The Biosimilars Council, a part of the Association for Accessible Medicines, has issued a second component of its recent white paper on barriers to biosimilars in the United States; the newly published segment highlights postmarket barriers to biosimilar adoption and says that they have taken a significant toll on the US healthcare system in terms of lost savings.
The Biosimilars Council, a part of the Association for Accessible Medicines, has issued a second component of its recent white paper on barriers to biosimilars in the United States; the newly published segment highlights postmarket barriers to biosimilar adoption and says that they have taken a significant toll on the US healthcare system in terms of lost savings.
The first section of the white paper, released in June 2019, argued that the low number of available biosimilars in the United States is a result of the “patent schemes used by some brand-name pharmaceutical companies to maintain their lucrative product pricing monopolies” and estimated that the financial impact of such delays cost the US healthcare system $7.6 billion in lost savings since 2012.
The newly published material builds on those estimates, stating that, in addition to abuses of the patent system, postmarket barriers to biosimilar adoption—such as anticompetitive practices on the part of reference product sponsors and inadequate incentives to adopt biosimilars—have added an additional $2.2 billion in potential lost savings since 2015, bringing the total amount of lost savings to nearly $10 billion.
The paper relied on data for the 7 biosimilars commercially available in the US market at the end of 2018 (Zarxio, Inflectra, Renflexis, Retacrit, Fulphila, Nivestym, and Udenyca) to calculate lost savings, starting from an assumed price discount of 30% and uptake of 40% for individual biosimilars. Data on pricing were derived from IQVIA information from 2012 through the present.
According to the white paper, hurdles for biosimilars that contribute to lost savings include the use of so-called “rebate traps” by reference product sponsors, which can force health plans to effectively exclude biosimilars by providing a financial incentive to continue to use the brand-name product. Medicare Part B reimbursement policies, too, fail to encourage biosimilars, given that the Part B program pays providers the same add-on for biosimilars as for reference products. According to the Biosimilars Council, this fact means that providers have no incentive to use a lower-cost biosimilar versus a reference drug.
Despite the fact that patients could pay less out-of-pocket for biosimilars than for brand-name drugs, patients rarely receive communication from their providers about the potential cost benefits of seeking out a biosimilar, argues the paper, and misinformation disseminated by reference product sponsors sows doubt among patients about the safety and efficacy of these drugs.
As solutions to these problems, the Biosimilars Council proposes that Medicare Part D be improved to ensure that biosimilars are subject to lower cost-sharing.

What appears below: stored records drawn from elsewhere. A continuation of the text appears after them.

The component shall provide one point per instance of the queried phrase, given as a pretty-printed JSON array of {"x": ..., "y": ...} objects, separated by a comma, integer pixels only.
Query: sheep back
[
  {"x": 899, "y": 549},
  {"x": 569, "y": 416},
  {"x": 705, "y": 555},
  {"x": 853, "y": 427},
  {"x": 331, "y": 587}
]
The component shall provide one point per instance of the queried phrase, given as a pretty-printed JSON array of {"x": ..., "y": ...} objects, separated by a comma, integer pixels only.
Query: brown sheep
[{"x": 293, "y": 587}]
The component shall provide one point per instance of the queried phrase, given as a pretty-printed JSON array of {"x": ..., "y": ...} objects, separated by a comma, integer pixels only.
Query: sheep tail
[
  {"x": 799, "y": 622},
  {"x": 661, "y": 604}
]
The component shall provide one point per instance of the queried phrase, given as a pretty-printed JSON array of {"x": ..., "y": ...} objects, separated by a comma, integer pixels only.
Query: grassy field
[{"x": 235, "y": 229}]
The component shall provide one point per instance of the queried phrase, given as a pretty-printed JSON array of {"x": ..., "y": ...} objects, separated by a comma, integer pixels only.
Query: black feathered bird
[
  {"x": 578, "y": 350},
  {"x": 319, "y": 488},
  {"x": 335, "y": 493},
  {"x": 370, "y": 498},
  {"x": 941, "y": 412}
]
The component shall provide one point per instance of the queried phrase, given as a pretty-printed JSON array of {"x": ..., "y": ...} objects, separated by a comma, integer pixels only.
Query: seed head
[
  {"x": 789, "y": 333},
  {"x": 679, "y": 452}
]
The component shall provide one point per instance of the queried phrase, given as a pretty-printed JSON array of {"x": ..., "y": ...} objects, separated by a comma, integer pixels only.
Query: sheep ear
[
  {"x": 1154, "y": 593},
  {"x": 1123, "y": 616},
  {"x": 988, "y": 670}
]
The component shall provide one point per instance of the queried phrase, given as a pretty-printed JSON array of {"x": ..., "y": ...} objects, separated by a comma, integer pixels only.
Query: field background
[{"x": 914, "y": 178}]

Automatic coverage of biosimilars on Part D formulary tiers immediately after launch, placement of biosimilars on separate formulary tiers to lower patient cost sharing, and provision of specialty tiers for biosimilars above the CMS specialty threshold would all help to achieve this goal, according to the paper.
In Part B, waiving cost sharing for patients when a biosimilar is administered and implementing a shared-savings model for biosimilars (in which providers and the Part B program share in savings when a lower-cost biosimilar is used) would both be beneficial, says the council.
The proposals in the paper that relate to Part B echo those included in a letter sent to HHS Secretary Alex Azar earlier this month. In that letter, more than 20 groups representing patients, employers, and others asked HHS to end cost sharing for biosimilars in Part B.